How does data quality impact business performance? Using your textbook as a resource, describe the functions of database technology, the differences between centralized and distributed database architecture, how data quality impacts performance, and the role of a master reference file in creating accurate and consistent data across the enterprise.

When poor data quality such as missing and/or erroneous data negatively impacts operations, it can cost organizations business, affecting revenues and profits.  Missing and/or erroneous data can affect current revenues and can frustrate customer and place an organizations reputation at risk putting both existing and future business at stake. Data quality issues can decrease efficiency and increase costs, lack of confidence in data integrity causes organizations to spend time and money on data validation and error correction activities.

The goal of a database is to store data in a structured way (maybe).  Two popular database architectures are SQL and NoSQL databases.  SQL or RDBMS (Relational Database Management Systems) are relational with a defined schema.
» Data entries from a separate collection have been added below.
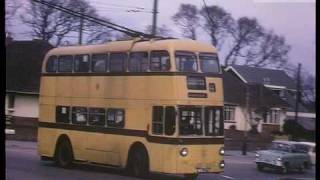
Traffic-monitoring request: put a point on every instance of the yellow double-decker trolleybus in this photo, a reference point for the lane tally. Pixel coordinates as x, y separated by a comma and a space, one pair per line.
151, 105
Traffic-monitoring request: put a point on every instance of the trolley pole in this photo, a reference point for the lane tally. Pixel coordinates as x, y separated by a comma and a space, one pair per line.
297, 96
154, 21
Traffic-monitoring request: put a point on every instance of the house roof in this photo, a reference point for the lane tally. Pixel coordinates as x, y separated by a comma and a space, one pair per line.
259, 96
277, 78
23, 65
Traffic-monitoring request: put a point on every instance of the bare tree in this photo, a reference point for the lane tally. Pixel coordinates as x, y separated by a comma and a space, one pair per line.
246, 34
187, 18
163, 30
269, 50
217, 22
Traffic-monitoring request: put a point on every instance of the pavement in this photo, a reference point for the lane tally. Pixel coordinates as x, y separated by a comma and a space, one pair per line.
23, 162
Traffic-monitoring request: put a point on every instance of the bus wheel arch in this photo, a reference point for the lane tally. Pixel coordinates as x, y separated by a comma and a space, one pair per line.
63, 154
138, 162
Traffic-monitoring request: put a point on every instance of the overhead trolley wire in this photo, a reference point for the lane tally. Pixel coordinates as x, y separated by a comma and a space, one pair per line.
102, 22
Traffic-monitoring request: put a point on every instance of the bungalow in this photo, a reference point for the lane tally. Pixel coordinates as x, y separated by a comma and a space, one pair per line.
23, 70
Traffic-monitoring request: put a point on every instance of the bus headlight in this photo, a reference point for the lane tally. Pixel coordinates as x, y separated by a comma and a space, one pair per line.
184, 152
221, 151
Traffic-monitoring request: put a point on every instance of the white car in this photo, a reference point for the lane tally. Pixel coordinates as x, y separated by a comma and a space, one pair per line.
311, 150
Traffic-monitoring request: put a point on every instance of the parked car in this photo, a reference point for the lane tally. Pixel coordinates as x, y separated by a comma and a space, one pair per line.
283, 156
311, 150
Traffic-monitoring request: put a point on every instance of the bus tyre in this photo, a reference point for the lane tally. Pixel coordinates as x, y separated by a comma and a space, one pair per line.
139, 163
64, 154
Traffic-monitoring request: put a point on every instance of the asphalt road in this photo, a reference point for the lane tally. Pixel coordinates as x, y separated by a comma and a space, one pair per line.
22, 162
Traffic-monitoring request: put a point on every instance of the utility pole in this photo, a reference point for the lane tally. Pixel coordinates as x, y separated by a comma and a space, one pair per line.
244, 145
154, 22
81, 27
297, 95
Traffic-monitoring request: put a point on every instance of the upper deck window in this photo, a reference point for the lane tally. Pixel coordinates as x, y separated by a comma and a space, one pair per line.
52, 64
209, 63
186, 61
159, 61
81, 63
65, 63
138, 62
117, 62
99, 62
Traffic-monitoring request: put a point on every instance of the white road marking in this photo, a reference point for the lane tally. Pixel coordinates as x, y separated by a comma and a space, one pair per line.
228, 177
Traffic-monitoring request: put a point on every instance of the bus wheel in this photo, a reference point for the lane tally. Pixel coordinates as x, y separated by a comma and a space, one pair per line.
190, 176
64, 154
139, 163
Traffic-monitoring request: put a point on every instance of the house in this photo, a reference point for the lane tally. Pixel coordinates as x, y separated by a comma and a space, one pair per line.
23, 70
274, 92
261, 109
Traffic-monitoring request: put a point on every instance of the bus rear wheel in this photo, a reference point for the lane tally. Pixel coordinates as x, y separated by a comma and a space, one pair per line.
64, 154
139, 163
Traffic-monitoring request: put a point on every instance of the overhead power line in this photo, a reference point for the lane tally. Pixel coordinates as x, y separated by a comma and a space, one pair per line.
102, 22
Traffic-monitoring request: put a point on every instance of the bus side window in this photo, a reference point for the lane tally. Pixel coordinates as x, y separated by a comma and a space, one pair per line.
157, 120
65, 63
115, 118
170, 120
63, 114
159, 61
117, 62
79, 115
52, 64
99, 63
81, 63
97, 116
138, 62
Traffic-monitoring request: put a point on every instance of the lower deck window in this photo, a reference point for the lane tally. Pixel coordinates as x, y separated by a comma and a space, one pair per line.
115, 118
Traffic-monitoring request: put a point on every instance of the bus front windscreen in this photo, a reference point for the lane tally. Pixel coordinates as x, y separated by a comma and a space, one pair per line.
197, 121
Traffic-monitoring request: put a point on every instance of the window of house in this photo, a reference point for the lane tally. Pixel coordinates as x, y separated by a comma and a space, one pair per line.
79, 115
81, 63
115, 118
65, 63
157, 120
273, 116
99, 63
63, 114
170, 120
228, 113
159, 61
52, 64
97, 116
138, 62
186, 61
117, 62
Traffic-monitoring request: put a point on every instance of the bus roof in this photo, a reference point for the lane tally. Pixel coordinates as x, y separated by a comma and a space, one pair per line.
136, 45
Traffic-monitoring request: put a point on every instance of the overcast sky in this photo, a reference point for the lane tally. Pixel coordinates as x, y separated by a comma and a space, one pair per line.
294, 19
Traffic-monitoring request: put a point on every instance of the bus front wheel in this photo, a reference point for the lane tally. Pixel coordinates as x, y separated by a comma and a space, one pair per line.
139, 163
64, 154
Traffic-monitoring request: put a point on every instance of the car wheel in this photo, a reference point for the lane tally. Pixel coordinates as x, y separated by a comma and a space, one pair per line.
260, 167
64, 155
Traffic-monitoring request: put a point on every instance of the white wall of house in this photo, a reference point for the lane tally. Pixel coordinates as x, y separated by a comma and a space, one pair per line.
24, 105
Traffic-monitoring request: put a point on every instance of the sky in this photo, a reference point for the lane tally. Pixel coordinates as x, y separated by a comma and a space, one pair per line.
293, 19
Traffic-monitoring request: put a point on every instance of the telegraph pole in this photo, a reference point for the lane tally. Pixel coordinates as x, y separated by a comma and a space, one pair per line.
80, 28
297, 95
244, 145
154, 22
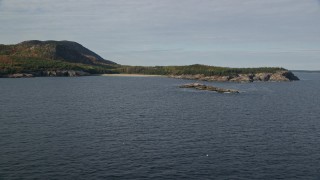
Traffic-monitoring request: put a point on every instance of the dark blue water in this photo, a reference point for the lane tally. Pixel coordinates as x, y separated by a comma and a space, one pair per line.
148, 128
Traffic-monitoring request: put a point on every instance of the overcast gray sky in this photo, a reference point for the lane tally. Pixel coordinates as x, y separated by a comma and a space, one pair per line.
234, 33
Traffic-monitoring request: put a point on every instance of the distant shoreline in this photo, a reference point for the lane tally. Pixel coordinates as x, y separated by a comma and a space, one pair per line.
131, 75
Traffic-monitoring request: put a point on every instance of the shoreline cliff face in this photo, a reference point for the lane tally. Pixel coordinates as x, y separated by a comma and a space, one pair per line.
279, 76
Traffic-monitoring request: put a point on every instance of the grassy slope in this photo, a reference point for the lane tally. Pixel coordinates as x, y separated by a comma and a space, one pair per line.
14, 64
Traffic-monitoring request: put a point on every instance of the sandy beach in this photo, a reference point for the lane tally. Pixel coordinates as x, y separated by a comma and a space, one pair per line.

NoSQL databases or document databases are often schemaless and rely on key-value pairs defined at ingest.  As you can imagine ingesting (or inserting) data into a specified schema makes managing data integrity easier than defining the key-value pairs at the time of ingest.

Centralized and distributed database architectures are quite intuitive.  Centralized database architectures centralize the storage and control of data while distributed database architectures allow data to be stored on edge devices such as laptops, tablets, and mobile devices or distributed using master/master, master/slave or parent/child relationships.  Centralized database architectures offer greater control of data quality and security because all data is stored in a single physical location thus adds, updates and deletes can be made in a supervised and orderly fashion.  Centralized database architectures also allow for better security. It is easier to control physical and logical access to a centralized architecture, and the attack surface is limited when contrasted with a distributed system.

Centralized and distributed database architectures each come with tradeoffs which should be considered when selecting an appropriate architecture.  With more and more processing being pushed to the edge (e.g. – mobile and IoT growth) and with ever increasing big data demands decentralized distributed databases like Apache Cassandra and RethinkDB are experiencing massive growth.  Centralized databases like Microsoft SQL Server, MariaDB and others are still very prominent, but even these centralized database players are trying to adapt their architectures to support distributed database architectures to capitalize on the big data revolution.

Master reference files provide a common point of reference and act as a single source truth for a given data entity. Data entities might include customer, product, supplier, employee or asset data. As a single source of truth, master reference files are used to feed data into enterprise systems and maintain data quality and integrity.

References

Buckler, Craig. “SQL vs NoSQL: The Differences — SitePoint.” SitePoint, SitePoint, 18 Sept. 2015, www.sitepoint.com/sql-vs-nosql-differences/. Accessed 14 Sept. 2017.

“Do You Know How Data Quality Impacts Your Business?” BackOffice Assicates, 23 July 23ADAD, resources.boaweb.com/backoffice-blog/do-you-know-how-data-quality-impacts-your-business. Accessed 14 Sept. 2017.

Turban, Efraim, et al. Information technology for management digital strategies for insight, action, and sustainable performance. New Jersey (Estados Unidos), Wiley, 2015.